Das Leben mit Behinderung ist nicht einfach, es gibt so viel verschiedene Behinderungsarten und deshalb ist jede Geschichte über die Behinderung bzw. die Art der Behinderung ganz individuell. Man sollte einfach versuchen, nein nicht versuchen, sondern sich damit auseinander setzen, mit seiner Körperbehinderung zu leben und umzugehen. Ganz egal ob Sprachbehinderung, Sehbinderung, seelische Behinderung, geistige Behinderung, Lernbehinderung, Hörbehinderung und Gehbehinderung usw. Wenn man von heut auf morgen behindert wird ob als Erwachsender oder auch eine Behinderung als Kind bekommt ist es total schwierig sich einfach damit abzufinden. Ich glaube das geht auch gar nicht, sich damit einfach abzufinden. Man muss es lernen, wie das laufen oder Rad fahren. Es ist was ganz Neues. Deshalb ist es in dieser Situation verdammt wichtig auf geistige, seelische und körperliche Unterstützung.

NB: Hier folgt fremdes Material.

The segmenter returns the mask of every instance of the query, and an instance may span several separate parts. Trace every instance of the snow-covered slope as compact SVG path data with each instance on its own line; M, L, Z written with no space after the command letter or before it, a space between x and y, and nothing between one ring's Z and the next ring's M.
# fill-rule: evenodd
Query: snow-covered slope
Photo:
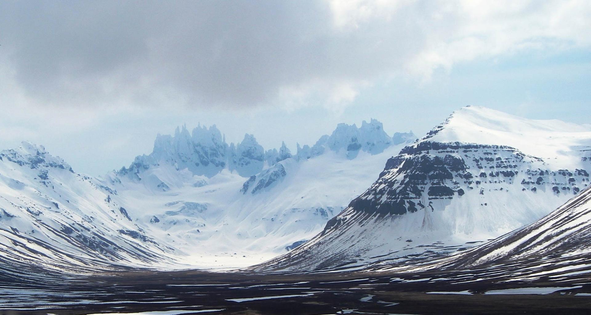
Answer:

Da können Freunde, Familie, Ärzte eine ganze Menge dazu beitragen. Man kann das nicht ganz alleine schaffen. Hierfür gibt natürlich auch noch die Beratungsstellen für die „Beratung, Lebenshilfe, Behinderung“. Bei diesen Beratungsstellen kann man sich gezielt über verschiedene Behinderungen Informieren. Und dort bekommt man auch die Kontakte an die man sich direkt wenden kann. Um auch an den Erfahrungen von andere Menschen mit vielleicht derselben Behinderung teilzuhaben. Das ist total wichtig, dass man solche Anlaufstellen hat um auch zu lernen, sich mit dem Thema Behinderung auseinander zu setzen.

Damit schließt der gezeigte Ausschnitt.